The man challenging incumbent Wilson County Assessor of Property Stephen Goodall in the Republican primary says local taxing entities are missing out on revenue because of problems in the office.

Charles Leeman, who spent 34 years working for the state Division of Property Assessments, said, “A lot of additions are being done that are not part of the tax rolls.”

Goodall did not return multiple phone calls for comment on the race. He did email the Democrat an announcement that included this statement: “Our office works hard to stay on top of changes and new development, for both residential and commercial.”

The assessor of property determines the value of most property in a county, both residential and commercial. That assessment is what property taxes are based on. The county and Lebanon, Mt. Juliet and Watertown all collect property taxes.

“There are some things I feel like need to be straightened out in the assessor’s office,” Leeman said. “A lot is missed, I know that from the work I’ve done with the state.”

Leeman, 65, said there are also issues with exempt properties.

“There are probably thousands of little bitty lots in subdivisions that are not on the tax rolls because of water issues (flooding or percolation),” he said. “What bothers me is the assessor’s office doesn’t have the authority to exempt them.”

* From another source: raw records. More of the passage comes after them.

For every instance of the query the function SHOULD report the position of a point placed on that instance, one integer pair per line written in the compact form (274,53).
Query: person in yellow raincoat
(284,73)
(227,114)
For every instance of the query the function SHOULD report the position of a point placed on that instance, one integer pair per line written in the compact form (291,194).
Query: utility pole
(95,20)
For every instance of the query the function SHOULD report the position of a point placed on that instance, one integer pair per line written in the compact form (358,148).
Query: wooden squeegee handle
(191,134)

Leeman, who is now working as a realtor and is a Wilson County native, said, “I have experience and knowledge and I can step into the office and know what to do. Mr. Goodall is still learning.

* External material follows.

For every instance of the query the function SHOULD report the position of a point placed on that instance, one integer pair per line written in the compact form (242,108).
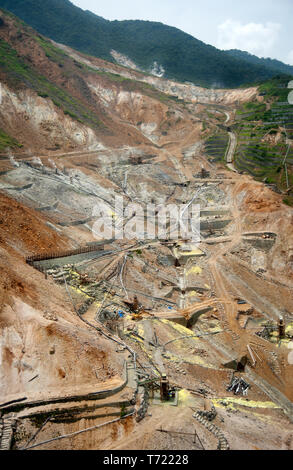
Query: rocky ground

Goodall was elected to his first term as assessor four years ago, and the 40-year-old said in his statement that training is a priority.

“Since being elected, he has worked to increase knowledge in all areas of the office. Stephen along with 9 staff members, have attended seminars, classes, and multiple training sessions,” the statement reads. “He strives for the office to promote professionalism and superior customer service, and is prideful of every employee that is currently on staff.”

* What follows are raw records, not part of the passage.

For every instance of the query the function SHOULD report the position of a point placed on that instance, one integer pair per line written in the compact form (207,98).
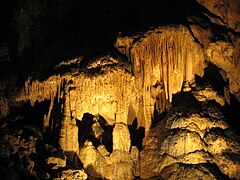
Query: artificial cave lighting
(120,90)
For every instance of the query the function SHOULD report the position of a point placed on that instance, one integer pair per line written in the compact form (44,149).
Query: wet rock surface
(120,89)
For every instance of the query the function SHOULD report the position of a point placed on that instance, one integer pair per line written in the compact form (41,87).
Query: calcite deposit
(115,97)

Also a county native, Goodall was a sergeant with the Wilson County Sheriff’s Office before being elected assessor. There, he supervised 12 school resource officers.

Goodall said he is a good steward of the county’s money.

“I believe in watching the taxpayers money closely, and each year I have been in office, I have stayed within my budget and returned money back to the general fund,” he said in his statement.

Both Leeman and Goodall are married, and Leeman has one adult son and Goodall has two school-age children. Leeman is a graduate of Middle Tennessee State University and studied public administration at Tennessee State University. Goodall is a graduate of the Tennessee Law Enforcement Training Academy.

The winner of the March 3 primary will be unopposed in the August general election.